Will training AI to be more “African” undermine our literary ownership?

20 May, 2024

Man hand holding virtual world with internet connection for metaverse. Global business marketing and banking financial pass thru application technology concept.

By Seth Onyango, bird story agency

Recent pushback by Singaporean writers against state efforts to use their work for AI training, has cast the spotlight on a similar conundrum in Africa.

As efforts to imbue Large Language Models (LLMs) with a deeper understanding of African perspectives and narratives gain traction, the African literary community stands at a crossroads.

Will they protect their intellectual property like their Singaporean counterparts, or seize the opportunity to influence the burgeoning field of AI? Is it possible to do both?

Africa boasts a vibrant literary tradition that has significantly influenced global literary circles.

Prominent African writers such as Chinua Achebe, Wole Soyinka, Chimamanda Ngozi Adichie, and Ngũgĩ wa Thiong’o have garnered international acclaim, contributing profoundly to world literature.

Their works offer rich, nuanced portrayals of African life, culture, and history, challenging stereotypes and broadening the global understanding of the continent.

This rich literary landscape presents a unique opportunity for Africa to shape the future of AI. By incorporating African narratives into LLMs, AI systems can become more inclusive and representative of the diverse human experience. However, this endeavour is not without its challenges and controversies.
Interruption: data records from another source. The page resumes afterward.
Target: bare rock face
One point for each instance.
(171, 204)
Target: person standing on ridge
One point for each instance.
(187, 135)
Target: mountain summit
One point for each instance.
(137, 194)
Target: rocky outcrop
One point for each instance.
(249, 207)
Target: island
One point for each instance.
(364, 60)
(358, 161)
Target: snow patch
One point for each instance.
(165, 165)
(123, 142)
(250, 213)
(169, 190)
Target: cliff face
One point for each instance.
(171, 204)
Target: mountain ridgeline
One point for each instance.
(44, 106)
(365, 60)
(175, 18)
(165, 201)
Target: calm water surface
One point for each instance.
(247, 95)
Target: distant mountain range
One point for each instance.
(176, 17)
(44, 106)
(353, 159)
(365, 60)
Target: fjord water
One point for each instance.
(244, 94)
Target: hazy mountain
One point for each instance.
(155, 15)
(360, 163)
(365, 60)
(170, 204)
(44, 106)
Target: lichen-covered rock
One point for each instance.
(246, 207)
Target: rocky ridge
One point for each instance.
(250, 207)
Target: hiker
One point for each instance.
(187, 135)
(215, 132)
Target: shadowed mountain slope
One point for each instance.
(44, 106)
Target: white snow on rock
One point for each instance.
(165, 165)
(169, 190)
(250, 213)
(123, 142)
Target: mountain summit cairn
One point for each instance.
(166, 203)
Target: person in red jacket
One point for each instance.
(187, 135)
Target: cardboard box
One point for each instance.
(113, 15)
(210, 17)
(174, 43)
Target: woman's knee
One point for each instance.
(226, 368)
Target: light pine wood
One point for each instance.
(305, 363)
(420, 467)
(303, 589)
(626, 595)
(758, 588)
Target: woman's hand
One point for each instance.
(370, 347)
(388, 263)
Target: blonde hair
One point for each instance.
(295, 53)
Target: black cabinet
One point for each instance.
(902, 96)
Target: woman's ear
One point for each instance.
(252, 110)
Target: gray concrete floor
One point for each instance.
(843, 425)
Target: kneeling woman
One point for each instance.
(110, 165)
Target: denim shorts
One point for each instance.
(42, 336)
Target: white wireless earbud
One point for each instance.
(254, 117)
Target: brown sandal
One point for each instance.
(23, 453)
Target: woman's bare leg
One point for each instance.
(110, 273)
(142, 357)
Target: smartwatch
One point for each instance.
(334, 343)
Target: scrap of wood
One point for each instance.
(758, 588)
Miguel Botero, Director of Social Impact at Biografika, highlights a critical disparity in AI training data. “African languages make up only about 0.1% of the languages represented on the internet,” Botero told bird story agency.

“That means anything you ask an LLM will be driven by data predominantly from the global north, marginalizing Africa’s influence in the responses these models generate.”

Africa, home to roughly a third of the world’s languages, represents an unparalleled linguistic diversity. With approximately 2,000 languages spoken across the continent, 75 of these languages are used by populations exceeding one million people.

However, many African languages remain oral rather than written, posing significant challenges in developing digital databases and training LLMs, which require large amounts of high-quality data.

This complexity, coupled with high costs, threatens to skew representations of global knowledge and experiences. Without significantly more training on African content, including nuanced narratives that represent a fast-modernising Africa, there is a danger that LLM’s will skew narratives of Africa in much the same way that international media has in the past.

Despite the challenges, the integration of African perspectives into LLMs presents enormous opportunities. By contributing their work to AI training, African writers can help shape AI technologies that accurately reflect their cultures and societies. This could lead to more inclusive and representative AI systems, fostering a global understanding that truly encompasses the diversity of human experiences.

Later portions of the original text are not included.